Here are some common features and characteristics of diabetic socks:
- Moisture-Wicking Material: Wicking socks pull moisture away from the foot to allow sweat and odour-causing bacteria to evaporate, thereby lowering your risk of developing fungal infections or other skin wounds.
- Toe Seam = Seamless: The best diabetic socks are made without wide seams and hand linked along the toe to reduce risk of blisters and ulcers. They also have a white sole, which reveals any drainage from wounds beneath foot so it can be healed faster. We would recommend consideration of this if you often suffer from feet or leg sores – think about your own comfort.
- Soft Yarns: Some diabetic socks are made from natural fabrics such as cotton, bamboo and wool, which do not irritate the skin. Bamboo-based socks have been shown to reduce inflammation in those who suffer with arthritis because it helps ease joint pain while being breathable enough so air flows freely and doesn’t create excessive heat like other synthetic fibres tend to.
- Non-Elastic Binding for Gentle Grip: The best diabetic socks will never slip, pull or bunch up on your leg. They are designed to stay comfortably in place without any pressure and protect against accidents by keeping the blood flowing properly!
- Antimicrobial Properties: Some sock yarns are infused with copper or silver to prevent the growth of bacteria and fungi. These anti fungal properties also help prevent reinfection of athlete’s foot when you wear them next.
- Padded Soles: Extra padding can help prevent foot injuries and may be made from extra-thick fabric or loose silicone pads sewn in. Look for padded diabetic socks that match the type of activity you do: if your heels get sore while standing, look for comfortable products with more cushion there; under any balls on either feet as these regions take frequent hits when running/playing sports like tennis and soccer respectively.
Ladies Diabetic Socks FAQ
Do you need diabetic socks?
Answer: Depending on what type of diabetes you have, diabetic socks are not necessary for everyone. But we find, from feedback, that it can provide benefits for those who wear them. Diabetic socks are designed specifically to decrease the risk of foot injury and to keep feet as dry as possible.
What is the difference between diabetic socks and regular socks?
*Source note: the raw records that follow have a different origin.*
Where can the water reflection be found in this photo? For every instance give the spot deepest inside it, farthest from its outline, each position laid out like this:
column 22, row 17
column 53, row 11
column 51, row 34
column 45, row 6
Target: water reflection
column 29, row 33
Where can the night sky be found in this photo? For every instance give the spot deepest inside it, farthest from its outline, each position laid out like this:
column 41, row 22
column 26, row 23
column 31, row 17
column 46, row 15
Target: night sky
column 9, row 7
Answer: The diabetic socks are specifically designed to help people who have diabetic foot ulcers.
In diabetic patients, changes in the microcirculation of the small blood vessels result in a lack of oxygen and nutrients reaching the lower extremities. This results in pain when walking or sometimes even at rest, loss of sensation in the feet and legs, infection susceptibility and susceptibility to diabetic foot ulcers.
The diabetic socks could be used by all diabetic patients, not just those who have diabetic foot ulcers.
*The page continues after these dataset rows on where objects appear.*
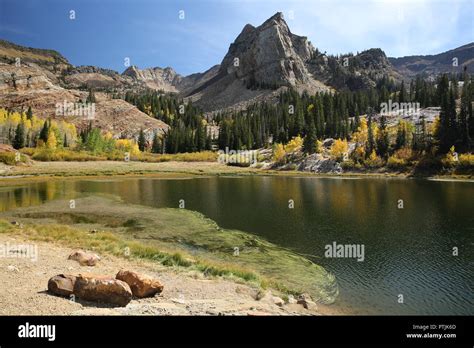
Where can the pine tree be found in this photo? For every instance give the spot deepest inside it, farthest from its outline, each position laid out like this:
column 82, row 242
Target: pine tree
column 29, row 113
column 383, row 142
column 370, row 137
column 44, row 132
column 91, row 96
column 141, row 141
column 402, row 94
column 466, row 100
column 19, row 140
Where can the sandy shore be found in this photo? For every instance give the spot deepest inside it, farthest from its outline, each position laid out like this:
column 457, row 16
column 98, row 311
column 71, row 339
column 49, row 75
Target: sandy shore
column 24, row 285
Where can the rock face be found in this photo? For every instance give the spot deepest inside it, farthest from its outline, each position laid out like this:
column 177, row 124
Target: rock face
column 260, row 61
column 318, row 164
column 102, row 289
column 165, row 79
column 270, row 55
column 141, row 286
column 36, row 87
column 84, row 258
column 62, row 284
column 168, row 80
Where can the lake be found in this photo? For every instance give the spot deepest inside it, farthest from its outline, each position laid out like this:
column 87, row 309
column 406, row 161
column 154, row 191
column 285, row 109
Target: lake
column 409, row 229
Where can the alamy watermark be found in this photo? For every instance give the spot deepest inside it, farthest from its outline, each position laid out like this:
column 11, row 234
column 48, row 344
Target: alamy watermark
column 404, row 108
column 76, row 109
column 335, row 250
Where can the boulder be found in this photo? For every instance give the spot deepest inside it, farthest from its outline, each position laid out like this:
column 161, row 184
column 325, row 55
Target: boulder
column 62, row 284
column 102, row 289
column 84, row 258
column 141, row 285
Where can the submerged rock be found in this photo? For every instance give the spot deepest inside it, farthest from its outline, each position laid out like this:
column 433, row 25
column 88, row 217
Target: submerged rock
column 306, row 301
What do diabetic socks help with?
Answer: Again, diabetic socks are not 100% necessary for everyone. However, you will benefit from diabetic socks if you experience any of the following:
- Sweaty or moist feet
- Change in color of feet or are experiencing blisters or a fungal infection
- Changes in foot temperature
- Diabetic nerve damage
- Peripheral artery disease
In addition to this, wearing hand linked diabetic socks can help reduce swelling of the feet that occurs with pregnancy, and these types of footwear are especially beneficial for women who have gestational diabetes.
Are diabetic socks worth it?
Answer: Diabetic socks can be expensive, but diabetic foot ulcers are very costly to treat. Some diabetic patients may only need diabetic socks, others could need diabetic shoes and diabetic stockings. It is important to consult your podiatrist for the correct diabetic footwear based on your medical history and needs.